Khmer-style fried noodles come topped with a perfectly runny fried egg.
Before my first visit to Angkor Wat, the new Cambodian restaurant on South Park Street, I did a bit of online reconnaissance to prepare. I don’t rely on sites like Yelp for guidance when writing about a restaurant — you can’t believe everything you read on the internet! — but sometimes it’s helpful to get a feel for what people are saying about a place.
Right away I noticed something interesting. “I think Angkor Wat ‘deserves’ two stars based on my experience today, but I’m rooting for them, so I’m bumping up to a [three],” one kindly Yelper wrote. Another sympathetic soul agreed. “[T]his is a modestly inflated [three] star rating as I really want this brand-new place to get better.” This unusual display of generosity made me curious. Would Angkor Wat prove to be an unpolished gem?
The answer to that question depends on the day. In fact, the spectrum of experiences one can have at Angkor Wat is almost impressive in its broadness — some dishes are unforgivably bland, while others are quite good. Service can range from hilariously bad to knowledgeable and attentive.
Angkor Wat opened in mid-October at 602 S. Park St. in the former home of Inka Heritage. The restaurant, which specializes in Khmer (Cambodian) and Thai cuisine, closed down for a week amid a staffing shakeup and reopened in early November. Owner Thao Nuon was born in Cambodia but relocated to Madison in 1977 after fleeing the Khmer Rouge regime.
The atmosphere of the restaurant is nice enough — white linen tablecloths, cloth napkins, plenty of windows framed by light pink curtains. The menu is expansive — a dozen or so appetizers, a handful of soups, a few curries, several noodle dishes, some clay pot entrees and much more. The restaurant is billed as Cambodian, but most dishes are Thai, though the cuisines are similar.

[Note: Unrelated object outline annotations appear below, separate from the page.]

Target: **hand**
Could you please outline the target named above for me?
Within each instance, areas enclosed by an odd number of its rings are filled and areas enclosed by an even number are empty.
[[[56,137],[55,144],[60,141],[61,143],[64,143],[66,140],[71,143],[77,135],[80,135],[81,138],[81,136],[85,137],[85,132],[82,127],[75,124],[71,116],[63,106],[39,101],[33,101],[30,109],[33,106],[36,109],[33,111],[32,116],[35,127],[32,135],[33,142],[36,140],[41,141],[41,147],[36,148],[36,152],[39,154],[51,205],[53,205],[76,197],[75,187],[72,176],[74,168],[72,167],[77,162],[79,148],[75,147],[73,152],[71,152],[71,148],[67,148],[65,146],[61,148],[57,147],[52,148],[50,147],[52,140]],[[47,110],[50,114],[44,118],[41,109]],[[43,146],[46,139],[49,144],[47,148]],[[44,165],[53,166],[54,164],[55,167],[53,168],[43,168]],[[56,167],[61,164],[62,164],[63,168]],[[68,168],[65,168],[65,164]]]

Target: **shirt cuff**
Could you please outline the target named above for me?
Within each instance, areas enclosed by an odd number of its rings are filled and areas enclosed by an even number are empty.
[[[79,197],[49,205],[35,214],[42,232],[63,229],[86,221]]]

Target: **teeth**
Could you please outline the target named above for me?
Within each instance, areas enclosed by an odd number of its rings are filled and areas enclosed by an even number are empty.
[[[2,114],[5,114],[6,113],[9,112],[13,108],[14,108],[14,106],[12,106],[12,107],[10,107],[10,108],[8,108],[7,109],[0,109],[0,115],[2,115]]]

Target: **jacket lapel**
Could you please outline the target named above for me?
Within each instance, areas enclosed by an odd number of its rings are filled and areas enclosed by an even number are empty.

We start with an order of Thai laab, a type of meat salad that actually originated in Laos. It’s delicious — tender bits of minced beef flavored with lime, fish sauce, cilantro and red chilis. The dish is served cool, but the seasoning makes it satisfyingly sour and fiery hot. I was thankful for the slices of cucumber provided as a chaser. A plate of eight crab rangoons (the apex of Americanized Asian guilty pleasures) is quite tasty but light on crab and served with molten-hot premade sweet-and-sour sauce. Fresh spring rolls are stuffed with shrimp and pork, but the only flavors present are thanks to fresh herbs — mint, basil and cilantro. A side of peanut sauce helps. We also order the fried quail (mostly to see what it looks like) and find that it’s basically a hard-to-eat chicken wing, glazed in a boring brown sauce.
The soups are among the few Cambodian dishes on the menu. A server recommended ba baw, a hot, fragrant bowl of chicken and rice topped with bean sprouts, fried garlic and lime. It was tasty, but rather basic. A more interesting Cambodian dish is bahn xeo, which translates to “sizzling cake.” Two thin rice pancakes, almost the color and consistency of an omelet, are stuffed with ground pork or chicken and served with a side of lettuce, bean sprouts, mint, basil and peanut sauce. A server suggests eating it like a burrito, but the pancake was too delicate — forks and knives were deployed. The meat was slightly dry, but the accoutrements helped immensely.
Khmer-style fried noodles came topped with a perfect runny-yolked fried egg, which added to the richness of the dish, but the fish sauce and lime flavor were underwhelming. A bowl of Vietnamese pho, though heroic in portion, was similarly bland — its thin broth had none of the complexity that the dish is famous for, and the beef flank and meatballs were tough and gristly. But when I reheated it at home and added a squeeze of lime and some hot sauce, it was much better. Pad Thai, usually my favorite, was the biggest disappointment of all — oily, oversauced, devoid of peanuts or any hint of spice.
Quite simply, Angkor Wat comes up short when compared to the established Indochinese restaurants in Madison. But, like the nice people on Yelp, I found myself wanting the family-run business to succeed. With a few menu tweaks and some server training it could be an excellent addition to the South Park Street corridor.